Gut-check time: Donald Trump is now 0-4 in elections held since his big win in 2016, and he could go 0-5 if his man Herschel Walker loses the Georgia runoff in December.

There’s enough blame to go around, this isn’t all on The Donald. All the Washington leadership failed us. A few state legislatures probably moved too far, too quickly after the Dobbs decision, scaring largely pro-choice GenZ young adults to vote in defiance of the polls.

But as the de facto party head, Trump can’t escape his share of the blame. So it’s my unpleasant duty to examine the rot at the top.
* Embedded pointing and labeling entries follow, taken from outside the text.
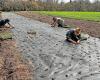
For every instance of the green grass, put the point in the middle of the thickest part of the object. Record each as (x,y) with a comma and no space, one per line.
(90,16)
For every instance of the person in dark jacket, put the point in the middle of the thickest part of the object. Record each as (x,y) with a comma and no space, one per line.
(74,36)
(4,22)
(57,21)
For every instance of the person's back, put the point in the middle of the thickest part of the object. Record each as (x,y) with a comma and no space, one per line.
(73,36)
(60,22)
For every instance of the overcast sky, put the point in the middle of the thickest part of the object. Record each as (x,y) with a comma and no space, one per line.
(69,0)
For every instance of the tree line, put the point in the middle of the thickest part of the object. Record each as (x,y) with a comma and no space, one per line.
(49,5)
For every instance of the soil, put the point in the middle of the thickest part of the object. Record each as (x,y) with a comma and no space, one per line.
(12,64)
(89,27)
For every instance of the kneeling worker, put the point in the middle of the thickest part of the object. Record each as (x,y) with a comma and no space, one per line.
(57,21)
(74,36)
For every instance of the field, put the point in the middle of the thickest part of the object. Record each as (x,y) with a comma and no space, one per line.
(90,16)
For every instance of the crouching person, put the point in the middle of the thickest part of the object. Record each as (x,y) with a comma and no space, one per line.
(74,36)
(4,22)
(57,21)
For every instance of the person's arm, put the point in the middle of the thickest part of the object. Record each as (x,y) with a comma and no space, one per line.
(72,41)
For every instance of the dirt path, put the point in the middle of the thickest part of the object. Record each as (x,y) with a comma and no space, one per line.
(89,27)
(50,56)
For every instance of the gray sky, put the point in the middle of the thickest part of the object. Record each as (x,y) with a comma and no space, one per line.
(69,0)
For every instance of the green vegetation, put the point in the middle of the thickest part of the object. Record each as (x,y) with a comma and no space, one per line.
(5,35)
(91,16)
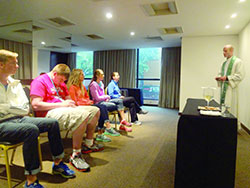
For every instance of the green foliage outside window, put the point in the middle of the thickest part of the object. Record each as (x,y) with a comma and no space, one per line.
(84,61)
(146,55)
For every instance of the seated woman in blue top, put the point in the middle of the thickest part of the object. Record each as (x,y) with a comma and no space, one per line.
(130,102)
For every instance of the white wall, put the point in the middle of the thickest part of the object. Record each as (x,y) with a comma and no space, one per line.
(43,63)
(201,60)
(244,88)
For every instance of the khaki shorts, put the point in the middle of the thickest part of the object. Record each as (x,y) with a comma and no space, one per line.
(70,118)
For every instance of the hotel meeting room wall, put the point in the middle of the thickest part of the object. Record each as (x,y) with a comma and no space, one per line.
(43,64)
(244,54)
(201,59)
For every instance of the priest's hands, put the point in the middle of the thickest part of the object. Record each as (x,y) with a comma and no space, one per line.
(222,78)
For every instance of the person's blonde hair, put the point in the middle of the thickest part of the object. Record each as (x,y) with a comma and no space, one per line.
(74,79)
(62,69)
(5,55)
(97,72)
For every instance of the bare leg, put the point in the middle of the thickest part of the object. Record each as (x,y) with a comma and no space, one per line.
(31,179)
(107,124)
(121,112)
(92,125)
(78,135)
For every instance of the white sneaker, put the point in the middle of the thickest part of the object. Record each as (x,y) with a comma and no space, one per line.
(79,163)
(137,123)
(143,112)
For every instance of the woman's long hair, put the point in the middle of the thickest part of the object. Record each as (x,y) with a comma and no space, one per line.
(112,75)
(74,79)
(96,73)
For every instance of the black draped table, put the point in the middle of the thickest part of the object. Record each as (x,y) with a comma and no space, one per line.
(206,148)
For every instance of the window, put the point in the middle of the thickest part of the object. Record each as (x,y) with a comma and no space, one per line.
(84,61)
(149,73)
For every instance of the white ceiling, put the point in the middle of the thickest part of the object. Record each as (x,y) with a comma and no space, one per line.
(196,17)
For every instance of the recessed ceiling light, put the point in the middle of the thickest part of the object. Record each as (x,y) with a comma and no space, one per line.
(109,15)
(233,15)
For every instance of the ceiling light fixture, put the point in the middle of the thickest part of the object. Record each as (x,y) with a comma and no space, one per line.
(109,15)
(233,15)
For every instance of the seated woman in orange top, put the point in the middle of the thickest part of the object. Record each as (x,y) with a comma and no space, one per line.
(79,94)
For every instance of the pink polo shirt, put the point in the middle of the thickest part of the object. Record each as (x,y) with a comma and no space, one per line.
(42,86)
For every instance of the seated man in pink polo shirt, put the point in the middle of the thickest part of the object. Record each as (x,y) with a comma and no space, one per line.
(50,98)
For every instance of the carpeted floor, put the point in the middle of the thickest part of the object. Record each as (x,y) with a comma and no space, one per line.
(144,158)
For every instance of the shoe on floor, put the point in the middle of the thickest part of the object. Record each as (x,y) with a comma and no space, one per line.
(36,184)
(124,128)
(63,170)
(94,148)
(102,138)
(124,122)
(137,123)
(111,132)
(79,163)
(143,112)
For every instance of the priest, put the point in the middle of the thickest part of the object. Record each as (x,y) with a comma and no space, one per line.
(228,79)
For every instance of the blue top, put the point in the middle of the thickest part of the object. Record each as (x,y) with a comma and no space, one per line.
(113,90)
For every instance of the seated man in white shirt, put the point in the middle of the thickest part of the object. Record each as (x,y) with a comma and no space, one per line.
(16,127)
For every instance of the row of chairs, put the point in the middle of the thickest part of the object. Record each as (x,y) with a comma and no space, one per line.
(6,146)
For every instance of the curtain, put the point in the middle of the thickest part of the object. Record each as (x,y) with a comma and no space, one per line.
(71,62)
(122,61)
(24,57)
(170,78)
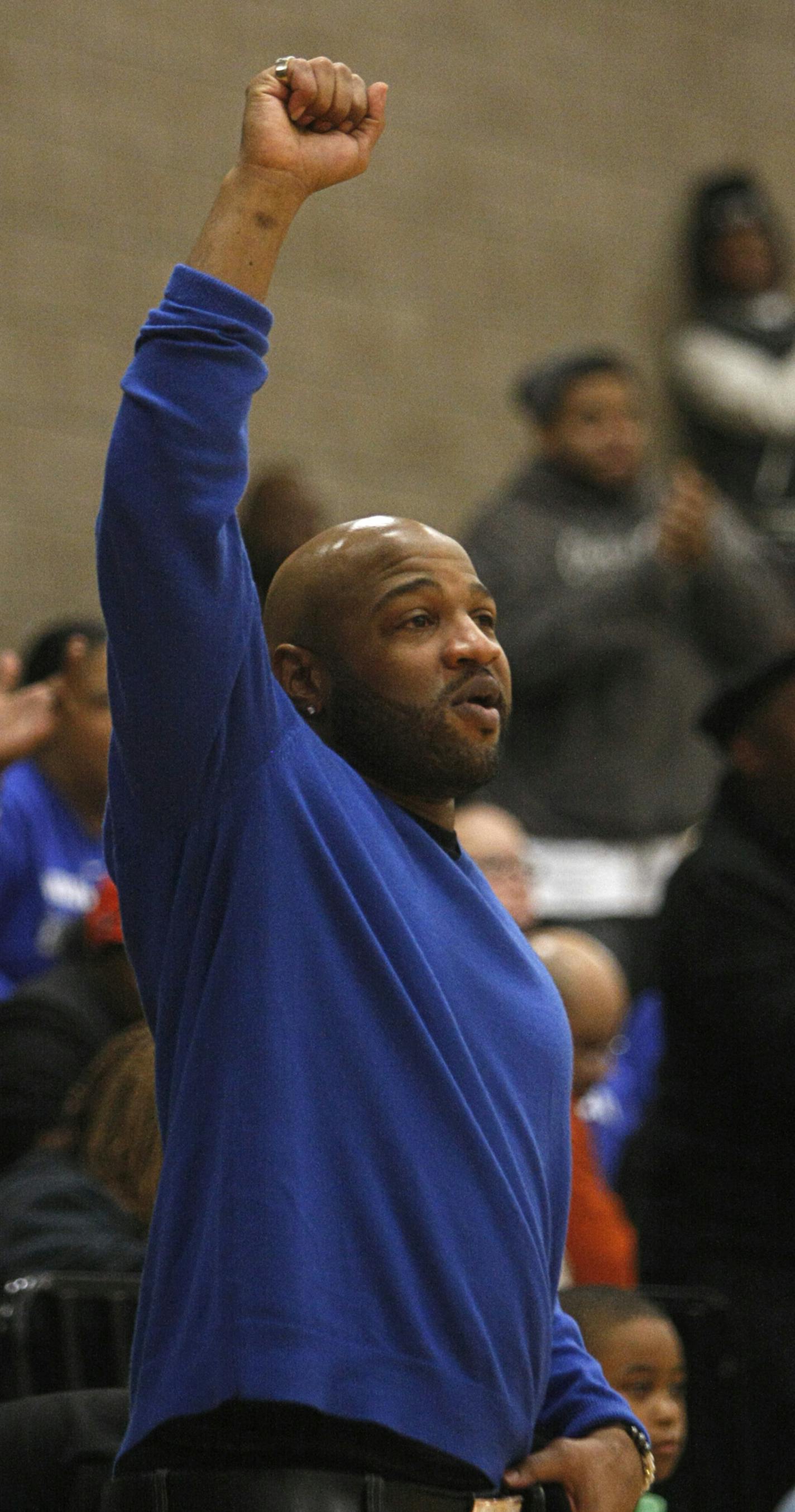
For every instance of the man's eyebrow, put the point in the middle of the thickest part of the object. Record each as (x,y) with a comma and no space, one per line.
(424,581)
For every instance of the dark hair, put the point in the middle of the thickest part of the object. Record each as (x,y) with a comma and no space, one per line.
(112,1119)
(542,389)
(719,204)
(46,654)
(601,1308)
(277,514)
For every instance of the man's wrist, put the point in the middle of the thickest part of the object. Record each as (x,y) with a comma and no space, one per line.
(242,236)
(641,1443)
(270,194)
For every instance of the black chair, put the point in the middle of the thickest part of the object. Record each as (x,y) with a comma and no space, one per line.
(65,1331)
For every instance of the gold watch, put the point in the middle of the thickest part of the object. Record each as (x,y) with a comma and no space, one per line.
(644,1449)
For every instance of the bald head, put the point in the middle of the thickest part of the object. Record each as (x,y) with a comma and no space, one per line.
(324,585)
(384,640)
(595,993)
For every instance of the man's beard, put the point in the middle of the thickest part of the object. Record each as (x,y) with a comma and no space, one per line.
(403,747)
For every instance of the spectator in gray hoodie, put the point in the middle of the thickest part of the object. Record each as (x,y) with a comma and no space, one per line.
(625,599)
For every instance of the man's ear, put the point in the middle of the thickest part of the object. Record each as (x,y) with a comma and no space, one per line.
(303,676)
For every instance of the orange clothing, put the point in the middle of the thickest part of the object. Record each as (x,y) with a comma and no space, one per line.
(601,1245)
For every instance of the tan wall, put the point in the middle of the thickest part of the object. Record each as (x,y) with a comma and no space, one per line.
(524,197)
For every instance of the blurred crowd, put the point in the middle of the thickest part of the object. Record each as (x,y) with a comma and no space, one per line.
(641,833)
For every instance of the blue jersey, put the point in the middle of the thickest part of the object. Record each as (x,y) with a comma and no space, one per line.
(363,1071)
(49,867)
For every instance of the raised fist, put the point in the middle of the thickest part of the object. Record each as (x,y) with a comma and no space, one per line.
(319,126)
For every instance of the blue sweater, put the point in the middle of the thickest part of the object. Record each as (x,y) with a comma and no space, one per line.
(49,869)
(362,1068)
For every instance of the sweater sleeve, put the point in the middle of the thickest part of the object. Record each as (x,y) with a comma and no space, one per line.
(578,1399)
(188,667)
(734,384)
(738,607)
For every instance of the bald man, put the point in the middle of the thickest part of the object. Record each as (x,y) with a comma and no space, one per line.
(349,1295)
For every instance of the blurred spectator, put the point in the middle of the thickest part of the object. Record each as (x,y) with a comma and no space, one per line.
(711,1177)
(601,1245)
(622,602)
(82,1198)
(502,850)
(54,802)
(734,360)
(641,1355)
(54,1024)
(277,514)
(58,1451)
(616,1107)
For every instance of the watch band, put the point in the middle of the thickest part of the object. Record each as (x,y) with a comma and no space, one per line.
(644,1449)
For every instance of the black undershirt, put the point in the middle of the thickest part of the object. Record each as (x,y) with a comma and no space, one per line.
(259,1435)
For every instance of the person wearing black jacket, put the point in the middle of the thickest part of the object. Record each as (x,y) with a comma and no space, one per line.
(711,1177)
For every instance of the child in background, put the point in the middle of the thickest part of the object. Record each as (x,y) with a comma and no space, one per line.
(641,1355)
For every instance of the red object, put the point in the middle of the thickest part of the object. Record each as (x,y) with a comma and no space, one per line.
(601,1245)
(103,921)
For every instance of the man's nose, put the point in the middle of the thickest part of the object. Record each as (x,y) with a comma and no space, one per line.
(471,643)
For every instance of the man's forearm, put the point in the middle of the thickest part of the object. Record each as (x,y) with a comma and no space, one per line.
(306,131)
(242,236)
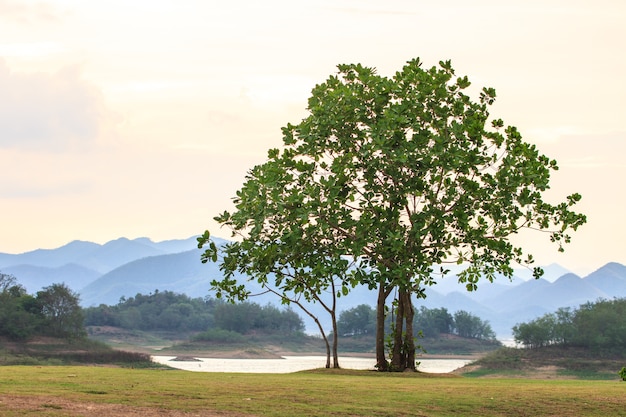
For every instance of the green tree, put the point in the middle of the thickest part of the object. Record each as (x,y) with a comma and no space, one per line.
(398,174)
(63,316)
(20,316)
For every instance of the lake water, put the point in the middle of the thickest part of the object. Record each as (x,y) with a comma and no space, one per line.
(296,363)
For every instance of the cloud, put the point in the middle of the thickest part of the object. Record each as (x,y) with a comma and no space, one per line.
(11,11)
(57,112)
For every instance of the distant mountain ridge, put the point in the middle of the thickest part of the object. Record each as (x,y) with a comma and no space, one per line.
(102,274)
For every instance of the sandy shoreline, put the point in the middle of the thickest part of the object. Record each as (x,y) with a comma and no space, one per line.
(247,354)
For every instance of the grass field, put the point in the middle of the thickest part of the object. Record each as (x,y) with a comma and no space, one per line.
(104,391)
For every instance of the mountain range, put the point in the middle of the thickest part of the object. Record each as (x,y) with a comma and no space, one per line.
(103,274)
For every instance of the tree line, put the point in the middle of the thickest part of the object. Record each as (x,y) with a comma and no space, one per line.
(53,311)
(597,325)
(432,323)
(385,182)
(169,311)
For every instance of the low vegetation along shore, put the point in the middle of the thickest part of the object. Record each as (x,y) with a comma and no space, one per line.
(97,391)
(503,382)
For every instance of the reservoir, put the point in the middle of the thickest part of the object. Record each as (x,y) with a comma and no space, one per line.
(296,363)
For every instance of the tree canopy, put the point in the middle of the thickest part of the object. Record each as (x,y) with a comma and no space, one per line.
(398,174)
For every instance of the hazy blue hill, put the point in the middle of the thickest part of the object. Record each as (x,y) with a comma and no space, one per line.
(34,278)
(180,273)
(51,258)
(171,246)
(551,272)
(526,294)
(571,291)
(116,253)
(610,279)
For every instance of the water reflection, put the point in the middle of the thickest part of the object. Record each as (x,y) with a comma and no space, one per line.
(295,363)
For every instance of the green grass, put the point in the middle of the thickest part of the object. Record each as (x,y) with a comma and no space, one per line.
(315,393)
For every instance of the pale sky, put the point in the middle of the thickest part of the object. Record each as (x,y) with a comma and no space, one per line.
(141,118)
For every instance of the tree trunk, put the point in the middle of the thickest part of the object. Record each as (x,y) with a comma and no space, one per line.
(381,360)
(409,312)
(335,341)
(397,355)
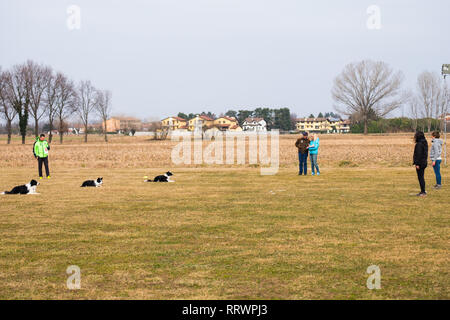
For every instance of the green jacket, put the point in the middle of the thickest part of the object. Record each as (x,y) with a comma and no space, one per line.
(41,148)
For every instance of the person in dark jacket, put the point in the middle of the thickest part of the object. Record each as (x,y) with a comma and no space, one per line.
(40,151)
(302,145)
(420,160)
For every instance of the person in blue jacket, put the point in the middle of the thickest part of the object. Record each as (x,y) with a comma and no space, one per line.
(313,151)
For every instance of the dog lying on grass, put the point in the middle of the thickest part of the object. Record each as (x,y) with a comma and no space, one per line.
(29,188)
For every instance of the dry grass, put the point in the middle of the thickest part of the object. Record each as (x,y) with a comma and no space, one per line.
(222,232)
(138,152)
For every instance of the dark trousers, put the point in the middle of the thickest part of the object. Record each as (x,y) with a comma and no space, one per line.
(421,177)
(45,162)
(303,163)
(437,172)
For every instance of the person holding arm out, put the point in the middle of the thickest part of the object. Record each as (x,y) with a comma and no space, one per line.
(313,151)
(40,150)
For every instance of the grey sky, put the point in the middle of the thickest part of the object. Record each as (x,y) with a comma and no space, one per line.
(159,57)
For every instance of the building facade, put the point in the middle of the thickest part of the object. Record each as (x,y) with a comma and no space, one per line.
(254,124)
(118,124)
(227,124)
(174,123)
(323,125)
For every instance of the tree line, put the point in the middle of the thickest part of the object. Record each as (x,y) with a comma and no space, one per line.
(36,91)
(281,119)
(368,91)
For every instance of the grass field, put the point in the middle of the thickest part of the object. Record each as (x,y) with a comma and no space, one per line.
(223,232)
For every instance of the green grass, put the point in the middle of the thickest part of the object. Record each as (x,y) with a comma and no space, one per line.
(225,234)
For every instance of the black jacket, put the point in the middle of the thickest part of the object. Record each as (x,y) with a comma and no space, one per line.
(421,154)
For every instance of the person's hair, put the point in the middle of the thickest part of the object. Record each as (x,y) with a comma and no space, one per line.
(419,136)
(436,134)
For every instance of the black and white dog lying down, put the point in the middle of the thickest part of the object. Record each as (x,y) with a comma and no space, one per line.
(93,183)
(29,188)
(162,178)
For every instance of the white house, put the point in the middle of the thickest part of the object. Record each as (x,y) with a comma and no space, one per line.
(254,124)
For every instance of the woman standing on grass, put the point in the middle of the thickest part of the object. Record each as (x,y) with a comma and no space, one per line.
(313,151)
(420,160)
(435,156)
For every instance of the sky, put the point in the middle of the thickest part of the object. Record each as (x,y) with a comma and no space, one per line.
(161,57)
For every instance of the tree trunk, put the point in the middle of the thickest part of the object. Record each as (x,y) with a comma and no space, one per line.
(106,133)
(50,135)
(36,127)
(9,128)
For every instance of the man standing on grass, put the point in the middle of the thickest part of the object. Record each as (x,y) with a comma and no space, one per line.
(40,150)
(302,145)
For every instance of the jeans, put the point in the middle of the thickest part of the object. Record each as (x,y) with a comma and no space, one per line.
(303,162)
(45,162)
(421,177)
(314,164)
(437,171)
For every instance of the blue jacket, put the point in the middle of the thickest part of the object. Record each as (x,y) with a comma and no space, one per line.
(314,146)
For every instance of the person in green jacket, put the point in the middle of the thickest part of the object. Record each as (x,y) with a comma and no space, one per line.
(40,150)
(313,151)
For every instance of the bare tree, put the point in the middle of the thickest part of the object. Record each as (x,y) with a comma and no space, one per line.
(414,108)
(40,77)
(443,105)
(103,107)
(367,88)
(18,84)
(65,102)
(6,108)
(85,103)
(50,98)
(429,92)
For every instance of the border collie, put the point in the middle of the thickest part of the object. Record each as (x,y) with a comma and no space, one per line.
(29,188)
(162,178)
(93,183)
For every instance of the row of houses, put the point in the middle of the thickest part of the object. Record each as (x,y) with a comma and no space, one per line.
(323,125)
(225,123)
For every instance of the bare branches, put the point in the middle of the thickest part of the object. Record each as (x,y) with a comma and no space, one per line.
(40,77)
(65,101)
(367,88)
(85,103)
(103,108)
(434,96)
(7,110)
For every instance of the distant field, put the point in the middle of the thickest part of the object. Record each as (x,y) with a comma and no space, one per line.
(223,232)
(137,152)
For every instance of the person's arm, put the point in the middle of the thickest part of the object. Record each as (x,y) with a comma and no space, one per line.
(313,146)
(418,151)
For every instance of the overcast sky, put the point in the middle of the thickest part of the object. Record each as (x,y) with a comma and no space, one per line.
(159,57)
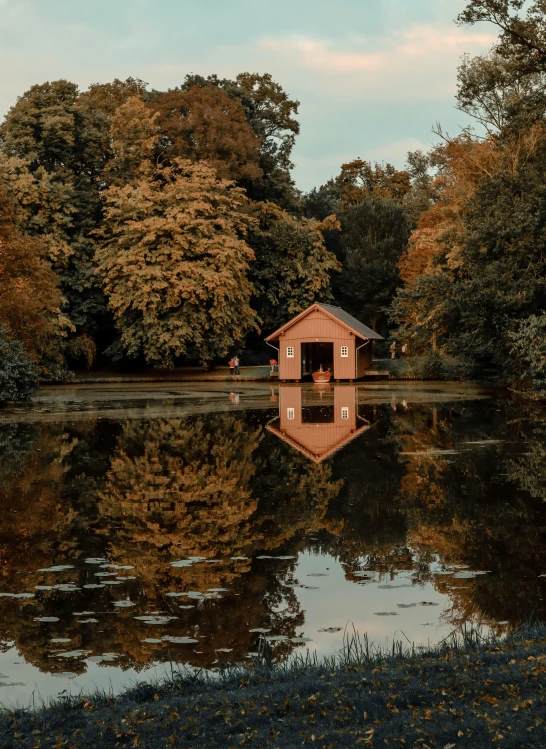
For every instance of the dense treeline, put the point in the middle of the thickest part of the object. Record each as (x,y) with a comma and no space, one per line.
(140,227)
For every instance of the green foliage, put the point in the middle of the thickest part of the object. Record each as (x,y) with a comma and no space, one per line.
(54,152)
(528,347)
(174,264)
(292,266)
(374,236)
(18,374)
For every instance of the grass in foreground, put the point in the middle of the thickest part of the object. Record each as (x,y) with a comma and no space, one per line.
(472,692)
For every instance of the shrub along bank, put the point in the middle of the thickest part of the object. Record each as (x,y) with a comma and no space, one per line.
(480,693)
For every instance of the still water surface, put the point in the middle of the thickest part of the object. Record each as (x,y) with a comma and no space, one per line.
(168,524)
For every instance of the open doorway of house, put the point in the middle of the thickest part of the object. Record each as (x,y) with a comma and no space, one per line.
(313,355)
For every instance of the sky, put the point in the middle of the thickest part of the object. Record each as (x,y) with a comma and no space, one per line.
(373,76)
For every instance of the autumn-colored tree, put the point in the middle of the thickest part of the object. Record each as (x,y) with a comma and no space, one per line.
(29,293)
(205,124)
(134,134)
(174,263)
(107,97)
(292,267)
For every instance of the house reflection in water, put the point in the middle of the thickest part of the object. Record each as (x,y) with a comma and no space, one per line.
(318,420)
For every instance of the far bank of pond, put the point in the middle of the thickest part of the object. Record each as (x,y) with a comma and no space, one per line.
(156,524)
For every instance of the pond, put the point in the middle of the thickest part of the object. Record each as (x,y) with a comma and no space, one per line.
(166,524)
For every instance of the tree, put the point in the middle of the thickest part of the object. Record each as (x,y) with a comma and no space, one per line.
(272,116)
(18,374)
(29,294)
(53,153)
(374,236)
(528,346)
(205,124)
(292,267)
(174,264)
(359,179)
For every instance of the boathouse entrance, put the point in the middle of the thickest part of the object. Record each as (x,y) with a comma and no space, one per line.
(313,355)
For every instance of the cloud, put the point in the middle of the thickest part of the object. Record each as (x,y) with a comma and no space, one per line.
(420,61)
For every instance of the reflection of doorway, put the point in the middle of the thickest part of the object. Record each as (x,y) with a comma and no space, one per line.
(313,355)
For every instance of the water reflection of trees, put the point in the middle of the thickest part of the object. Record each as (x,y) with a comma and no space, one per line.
(149,493)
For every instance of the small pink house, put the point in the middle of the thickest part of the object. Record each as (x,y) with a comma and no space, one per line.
(323,335)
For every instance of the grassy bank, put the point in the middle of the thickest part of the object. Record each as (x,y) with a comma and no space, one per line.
(472,692)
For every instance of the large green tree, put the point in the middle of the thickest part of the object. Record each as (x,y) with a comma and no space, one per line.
(174,263)
(374,236)
(271,114)
(53,152)
(293,266)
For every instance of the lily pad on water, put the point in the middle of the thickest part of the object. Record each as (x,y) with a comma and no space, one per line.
(188,562)
(391,587)
(67,587)
(46,618)
(180,640)
(73,654)
(468,575)
(158,620)
(267,556)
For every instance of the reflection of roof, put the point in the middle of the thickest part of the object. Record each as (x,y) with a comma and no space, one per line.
(315,457)
(340,315)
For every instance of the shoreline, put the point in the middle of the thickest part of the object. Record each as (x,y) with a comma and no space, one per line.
(474,692)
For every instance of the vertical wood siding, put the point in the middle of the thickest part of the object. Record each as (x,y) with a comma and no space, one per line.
(318,439)
(317,327)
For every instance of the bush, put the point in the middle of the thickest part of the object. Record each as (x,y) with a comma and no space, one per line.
(528,349)
(18,374)
(434,367)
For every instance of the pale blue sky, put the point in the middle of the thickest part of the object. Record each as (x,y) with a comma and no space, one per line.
(373,76)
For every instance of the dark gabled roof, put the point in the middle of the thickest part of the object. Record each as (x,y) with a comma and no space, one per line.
(343,317)
(352,322)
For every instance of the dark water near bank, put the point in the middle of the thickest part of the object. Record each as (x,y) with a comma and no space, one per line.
(154,527)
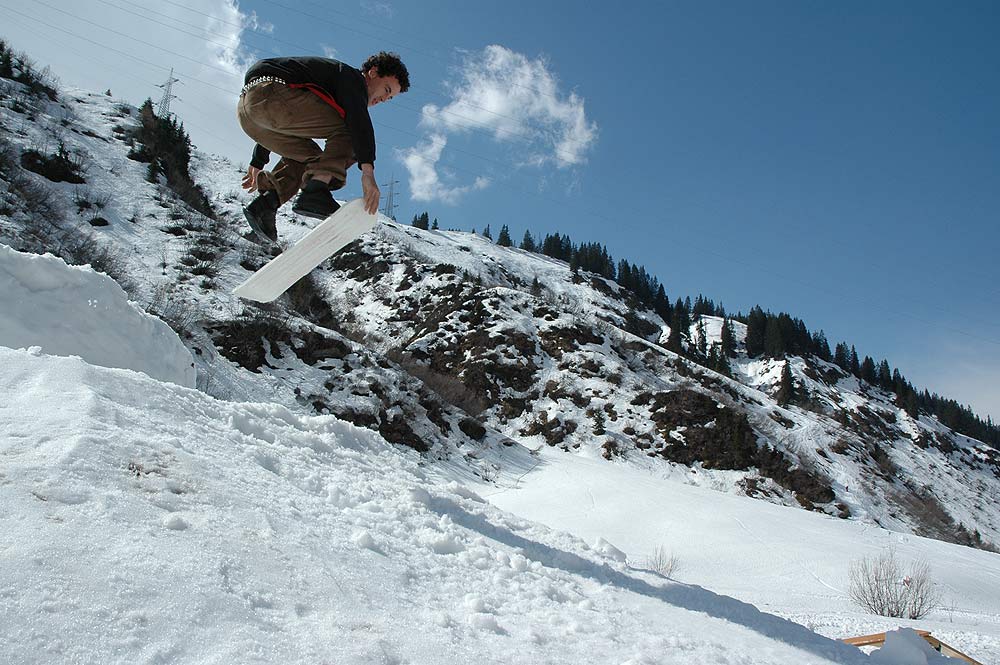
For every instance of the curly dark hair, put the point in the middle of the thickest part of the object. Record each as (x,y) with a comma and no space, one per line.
(389,64)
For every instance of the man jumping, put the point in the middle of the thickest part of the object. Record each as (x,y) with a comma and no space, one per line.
(288,102)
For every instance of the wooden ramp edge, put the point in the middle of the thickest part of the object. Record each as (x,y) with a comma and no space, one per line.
(878,639)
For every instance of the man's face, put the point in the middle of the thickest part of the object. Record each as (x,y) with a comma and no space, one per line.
(380,88)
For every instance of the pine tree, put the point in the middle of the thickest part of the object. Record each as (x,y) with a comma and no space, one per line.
(504,238)
(702,338)
(884,375)
(774,341)
(723,366)
(756,327)
(842,357)
(728,339)
(536,287)
(868,373)
(422,221)
(528,242)
(786,386)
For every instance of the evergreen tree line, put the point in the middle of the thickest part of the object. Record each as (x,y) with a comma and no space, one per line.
(778,336)
(423,221)
(166,147)
(18,67)
(768,335)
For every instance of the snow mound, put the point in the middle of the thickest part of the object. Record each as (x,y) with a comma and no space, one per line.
(148,522)
(75,311)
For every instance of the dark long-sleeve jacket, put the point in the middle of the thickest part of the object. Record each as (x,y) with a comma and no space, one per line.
(338,84)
Trump’s man in Pennsylvania, a TV celebrity doctor of questionable ethics, lost to a stroke victim who can barely speak. Yes, there was cheating in Philly — there’s always cheating in Philly. That didn’t stop Trump from winning Pennsylvania in 2016, and it wouldn’t have stopped any other GOP candidate against John Fetterman, except for Trump’s hand-picked candidate, Dr. Mehmet Oz.

Despite rising wages, energy independence, and no new wars, Trump lost the House in 2018. He lost the White House two years later, the Senate in Georgia’s double-runoff the next January, and his slate of Senate candidates underperformed on Tuesday night.

There’s been so much losing; I’m tired of all the losing.

In fact, Trump’s only winning Senate pick — Ohio’s J.D. Vance — tacitly disavowed Trump’s endorsement during his victory speech.

Maybe Vance is an ingrate, maybe he’s being a sharp operator. Only time will tell.

But Trump’s behavior has just been too toxic since the 2020 election. Granted, what the Dems did to him for four years, and especially during the election, gives Trump every right to be angry. But it’s caused him to make some questionable decisions as the leader.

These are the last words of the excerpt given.